De nouvelles recherches confirment que les écureuils gris sauvages choisiront activement de dépenser plus d’énergie pour obtenir leurs aliments préférés, en particulier les amandes, plutôt que les alternatives facilement disponibles. Ce comportement remet en question la compréhension conventionnelle des stratégies d’alimentation des animaux, suggérant que la préférence peut l’emporter sur l’efficacité calorique immédiate.

Pourquoi c’est important : au-delà de la survie de base

Pendant des décennies, les scientifiques ont cru que les animaux recherchaient avant tout le moyen le plus simple de se nourrir. L’hypothèse était que les pressions de survie prendraient le pas sur les préférences gustatives en faveur d’aliments facilement disponibles. Cependant, cette étude, publiée dans Animal Behaviour, démontre que les écureuils s’écartent de ce schéma. Cela soulève des questions sur la complexité de la prise de décision animale et sur la manière dont elle intègre à la fois les besoins biologiques et les désirs individuels.

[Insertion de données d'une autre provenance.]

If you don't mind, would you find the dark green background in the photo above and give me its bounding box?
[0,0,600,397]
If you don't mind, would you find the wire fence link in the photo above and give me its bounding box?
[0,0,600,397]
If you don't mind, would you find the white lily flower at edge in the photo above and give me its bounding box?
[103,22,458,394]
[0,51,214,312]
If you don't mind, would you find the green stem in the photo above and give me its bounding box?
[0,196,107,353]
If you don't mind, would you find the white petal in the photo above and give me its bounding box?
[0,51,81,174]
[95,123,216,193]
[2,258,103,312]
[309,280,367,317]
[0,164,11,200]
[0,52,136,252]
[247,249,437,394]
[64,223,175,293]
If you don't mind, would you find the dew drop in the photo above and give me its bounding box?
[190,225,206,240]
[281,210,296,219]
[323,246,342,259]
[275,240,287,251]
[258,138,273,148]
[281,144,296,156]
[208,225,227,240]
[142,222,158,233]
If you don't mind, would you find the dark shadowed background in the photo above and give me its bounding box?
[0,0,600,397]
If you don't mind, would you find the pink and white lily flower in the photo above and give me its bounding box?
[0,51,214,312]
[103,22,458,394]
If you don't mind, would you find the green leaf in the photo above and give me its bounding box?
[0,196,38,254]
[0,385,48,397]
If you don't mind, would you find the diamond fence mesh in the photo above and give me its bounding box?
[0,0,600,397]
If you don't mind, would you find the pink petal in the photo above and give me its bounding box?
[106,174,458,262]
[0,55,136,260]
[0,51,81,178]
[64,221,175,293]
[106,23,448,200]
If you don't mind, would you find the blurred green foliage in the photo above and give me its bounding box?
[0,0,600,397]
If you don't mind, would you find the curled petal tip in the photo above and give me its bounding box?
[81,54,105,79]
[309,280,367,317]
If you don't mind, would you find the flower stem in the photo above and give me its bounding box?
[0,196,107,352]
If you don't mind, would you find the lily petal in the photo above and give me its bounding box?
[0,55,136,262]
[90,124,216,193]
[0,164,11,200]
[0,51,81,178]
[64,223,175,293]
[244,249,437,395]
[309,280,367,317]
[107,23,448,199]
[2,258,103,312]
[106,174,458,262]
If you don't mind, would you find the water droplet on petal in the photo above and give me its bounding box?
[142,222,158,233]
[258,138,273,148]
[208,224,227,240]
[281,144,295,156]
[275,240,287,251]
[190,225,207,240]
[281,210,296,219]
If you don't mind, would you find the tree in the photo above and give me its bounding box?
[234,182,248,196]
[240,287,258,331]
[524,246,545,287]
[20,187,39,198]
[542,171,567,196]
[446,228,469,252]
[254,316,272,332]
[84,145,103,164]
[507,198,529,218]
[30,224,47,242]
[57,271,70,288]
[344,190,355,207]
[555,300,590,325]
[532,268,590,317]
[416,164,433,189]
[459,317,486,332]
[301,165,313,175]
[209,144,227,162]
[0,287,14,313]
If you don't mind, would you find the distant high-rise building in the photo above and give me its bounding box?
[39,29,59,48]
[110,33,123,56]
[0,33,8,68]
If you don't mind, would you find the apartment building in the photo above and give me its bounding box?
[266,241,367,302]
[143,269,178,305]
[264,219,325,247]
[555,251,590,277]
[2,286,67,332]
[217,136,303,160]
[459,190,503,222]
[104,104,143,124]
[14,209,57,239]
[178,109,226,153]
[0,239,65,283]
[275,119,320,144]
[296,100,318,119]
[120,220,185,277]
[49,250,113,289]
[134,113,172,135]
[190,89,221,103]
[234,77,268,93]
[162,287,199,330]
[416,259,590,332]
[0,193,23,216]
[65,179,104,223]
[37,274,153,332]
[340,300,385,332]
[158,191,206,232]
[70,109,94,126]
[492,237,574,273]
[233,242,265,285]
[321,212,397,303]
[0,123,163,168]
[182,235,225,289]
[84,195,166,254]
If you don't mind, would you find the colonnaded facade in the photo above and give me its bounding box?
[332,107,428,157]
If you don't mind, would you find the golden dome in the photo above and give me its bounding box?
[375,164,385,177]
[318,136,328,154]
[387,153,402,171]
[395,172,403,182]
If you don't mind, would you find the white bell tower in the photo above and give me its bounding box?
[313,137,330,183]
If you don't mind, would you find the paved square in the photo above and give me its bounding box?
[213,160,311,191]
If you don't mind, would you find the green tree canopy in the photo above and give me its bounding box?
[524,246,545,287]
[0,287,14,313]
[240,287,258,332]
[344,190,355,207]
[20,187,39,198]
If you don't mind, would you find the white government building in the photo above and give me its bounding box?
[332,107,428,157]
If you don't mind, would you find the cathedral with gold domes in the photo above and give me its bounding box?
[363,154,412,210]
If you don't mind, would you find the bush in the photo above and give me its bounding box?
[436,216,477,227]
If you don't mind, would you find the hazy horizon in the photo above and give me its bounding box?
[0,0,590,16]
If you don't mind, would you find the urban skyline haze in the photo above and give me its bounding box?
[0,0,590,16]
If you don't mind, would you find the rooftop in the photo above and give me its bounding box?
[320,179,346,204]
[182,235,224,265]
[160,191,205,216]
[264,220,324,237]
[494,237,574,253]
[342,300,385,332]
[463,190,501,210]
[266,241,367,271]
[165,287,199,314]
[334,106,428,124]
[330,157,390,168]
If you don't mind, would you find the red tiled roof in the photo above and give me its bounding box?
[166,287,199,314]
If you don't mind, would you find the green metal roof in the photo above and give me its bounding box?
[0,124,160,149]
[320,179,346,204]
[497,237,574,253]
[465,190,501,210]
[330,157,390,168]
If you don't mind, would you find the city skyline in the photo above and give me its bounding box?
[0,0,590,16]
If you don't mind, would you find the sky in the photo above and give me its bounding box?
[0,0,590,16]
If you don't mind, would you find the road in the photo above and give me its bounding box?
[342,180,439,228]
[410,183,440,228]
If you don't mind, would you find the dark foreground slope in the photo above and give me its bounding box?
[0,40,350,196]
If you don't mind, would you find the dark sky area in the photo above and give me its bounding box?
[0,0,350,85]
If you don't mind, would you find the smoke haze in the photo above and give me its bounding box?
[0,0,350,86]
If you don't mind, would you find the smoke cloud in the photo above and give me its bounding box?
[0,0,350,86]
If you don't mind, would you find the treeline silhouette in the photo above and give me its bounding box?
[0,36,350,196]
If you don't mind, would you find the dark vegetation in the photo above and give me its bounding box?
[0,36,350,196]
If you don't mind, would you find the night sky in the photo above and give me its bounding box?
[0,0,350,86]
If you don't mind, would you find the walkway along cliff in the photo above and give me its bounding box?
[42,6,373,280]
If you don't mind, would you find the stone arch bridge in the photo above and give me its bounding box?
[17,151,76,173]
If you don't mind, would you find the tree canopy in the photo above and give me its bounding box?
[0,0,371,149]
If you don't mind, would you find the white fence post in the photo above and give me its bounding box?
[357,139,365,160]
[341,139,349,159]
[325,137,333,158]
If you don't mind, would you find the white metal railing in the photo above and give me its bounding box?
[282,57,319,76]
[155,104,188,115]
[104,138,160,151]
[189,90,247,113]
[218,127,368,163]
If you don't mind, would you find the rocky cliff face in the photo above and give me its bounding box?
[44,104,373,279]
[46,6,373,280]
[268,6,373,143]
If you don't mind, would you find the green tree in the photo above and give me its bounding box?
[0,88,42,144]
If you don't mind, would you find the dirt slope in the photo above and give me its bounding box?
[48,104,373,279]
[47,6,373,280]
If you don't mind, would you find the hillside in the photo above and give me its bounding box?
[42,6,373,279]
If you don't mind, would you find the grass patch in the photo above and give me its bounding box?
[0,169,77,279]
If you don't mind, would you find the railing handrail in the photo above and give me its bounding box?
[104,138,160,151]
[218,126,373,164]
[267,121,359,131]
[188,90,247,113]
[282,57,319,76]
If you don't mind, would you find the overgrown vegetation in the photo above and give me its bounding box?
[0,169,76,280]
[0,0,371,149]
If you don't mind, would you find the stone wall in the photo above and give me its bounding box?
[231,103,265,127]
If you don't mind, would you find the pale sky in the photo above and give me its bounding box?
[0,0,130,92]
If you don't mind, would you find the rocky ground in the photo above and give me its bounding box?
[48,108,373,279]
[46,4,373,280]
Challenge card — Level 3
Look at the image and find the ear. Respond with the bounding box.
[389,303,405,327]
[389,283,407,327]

L’expérience : amandes contre graines de citrouille

Des chercheurs de l’Université d’Exeter ont présenté à 11 écureuils gris un choix simple : grimper à une hauteur inférieure pour les graines de citrouille (un aliment moins apprécié) ou monter plus loin pour les morceaux d’amandes (leur préféré). Au cours de 4 000 essais, les écureuils ont systématiquement choisi de grimper plus haut pour obtenir des amandes.

“Cela suggère que, dans des scénarios de prise de décision naturelle, il peut parfois être bénéfique pour les animaux d’attendre ou de travailler plus dur pour obtenir de meilleurs résultats”, a expliqué Yavanna Burnham, co-auteur de l’étude.

Dynamique sociale et évaluation des risques

Fait intéressant, les écureuils subordonnés étaient plus susceptibles de se contenter des graines de citrouille les plus faciles. Les chercheurs émettent l’hypothèse qu’il s’agit d’une tactique d’évitement des risques : des individus moins dominants peuvent éviter la dépense énergétique nécessaire pour grimper plus haut, craignant le vol de nourriture par des rivaux plus agressifs. Cela démontre que le statut social influence de manière significative les décisions en matière de recherche de nourriture, tout comme il le fait sur le comportement humain.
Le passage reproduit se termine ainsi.